Il loro gioco di sguardi da non padre e non figlio è tenero e quasi allarmante, sottende un affetto tra persone che non sanno comunicarselo, che non troveranno mai le parole.
Anche il rapporto fra madre e figlia pare mutare nel tempo; nella voce narrante di Gaia ritroviamo i labirinti della nostalgia e un rispecchiarsi di cresciute consapevolezze.
Perché sempre si oppone? Si erge come diga, perché non si fa vicina? Come tutte la madri, o almeno la madre che vorrei, e non bacia, non accarezza, non pettina i capelli, non rassicura, non incoraggia, ma solo giudica a pretende, ma solo mortifica con parole e accuse, e sottolinea la fine dei sogni e delle speranze. Mi fa sentire molto da meno, un fallimento, una caduta, un ingranaggio spezzato, un pendolo fermo.
Non mi sono mai pensata capace e volitiva, ho sempre e solo agito per scatti e convulsioni, per sentimenti di rivalsa e per vergogna... il suo agire è progetto, il mio agire è guerra, nel primo caso l’obiettivo è noto, nel secondo ciò che si sa è solo che conviene distruggere prima che siano gli altri a pensarci.
Come se Gaia pensasse che la madre aveva comunque un senso a vertebrarne l’esistenza, per quanto scomposta, una capacità riparativa, mentre lei restava una testa matta, un po’ mela marcia, più impantanata in una distruttività incapace di oltrepassarsi. Forse la malattia di Iris avrebbe potuto risvegliare un’affettività di cura, ma chissà se quel mai rimarcato del titolo sulla dolcezza dell’acqua voleva essere il messaggio dell’Autrice.

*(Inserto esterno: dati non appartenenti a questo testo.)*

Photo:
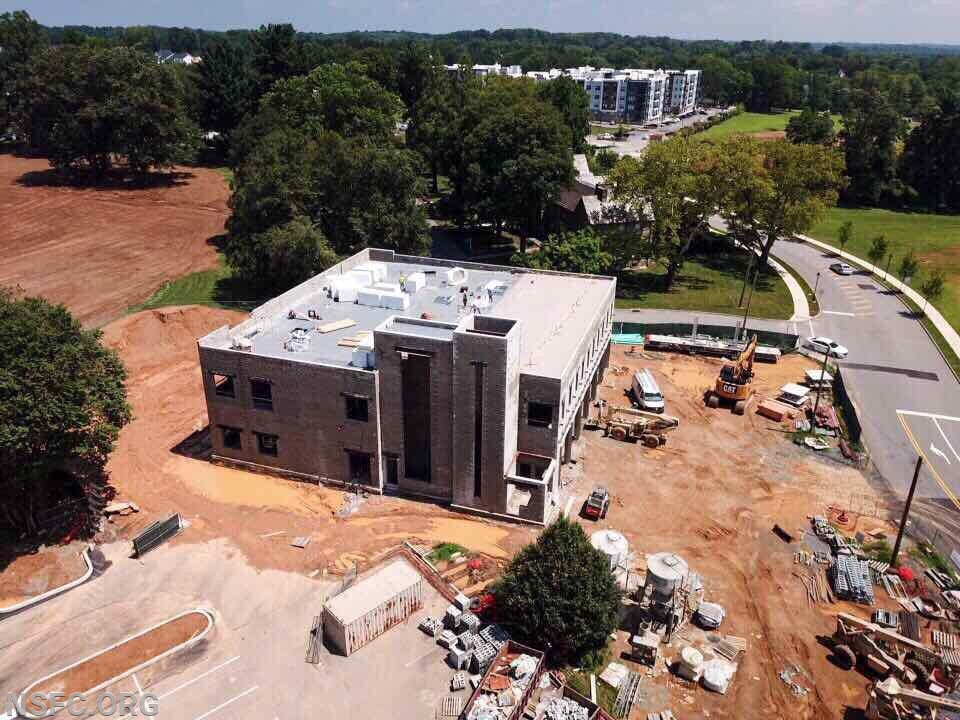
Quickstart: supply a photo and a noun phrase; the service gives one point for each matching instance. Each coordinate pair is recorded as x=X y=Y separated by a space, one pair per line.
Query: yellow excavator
x=734 y=382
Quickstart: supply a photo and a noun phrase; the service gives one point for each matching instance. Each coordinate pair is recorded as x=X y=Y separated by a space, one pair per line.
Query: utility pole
x=906 y=511
x=746 y=310
x=823 y=371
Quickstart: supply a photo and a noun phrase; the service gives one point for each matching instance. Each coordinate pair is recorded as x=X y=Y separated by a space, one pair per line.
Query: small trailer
x=623 y=423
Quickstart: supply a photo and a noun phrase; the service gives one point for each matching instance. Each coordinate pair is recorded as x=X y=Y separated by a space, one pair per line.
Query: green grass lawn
x=709 y=283
x=217 y=287
x=746 y=122
x=934 y=238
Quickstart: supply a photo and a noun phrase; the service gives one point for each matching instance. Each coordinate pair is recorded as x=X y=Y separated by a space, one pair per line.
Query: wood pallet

Io sono netta e non so aiutare, mi vergogno per la nostra mancanza, per questa ennesima lotta che ci riporta allo scantinato della prima casa, a quando non era scritto da nessuna parte che noi meritassimo riparo. … Non c’è casa per chi non ha cuore.
La Caminito impiega una scrittura elegante, a tratti un ritmo secco e martellante a rendere la concretezza dei climi, degli agiti esplosivi, del pensiero grezzo.
Il finale sospeso ha aperto fantasie, è sempre una scelta che offre a ciascuno di leggere le proprie proiezioni. In un romanzo che non ha risparmiato un tessuto di asprezze, cedere alla facile lusinga di un lieto fine di speranza non sarebbe apparso altrettanto veritiero.
… la vita gira, la vita restituisce quello che coltivi, quello che sbagli.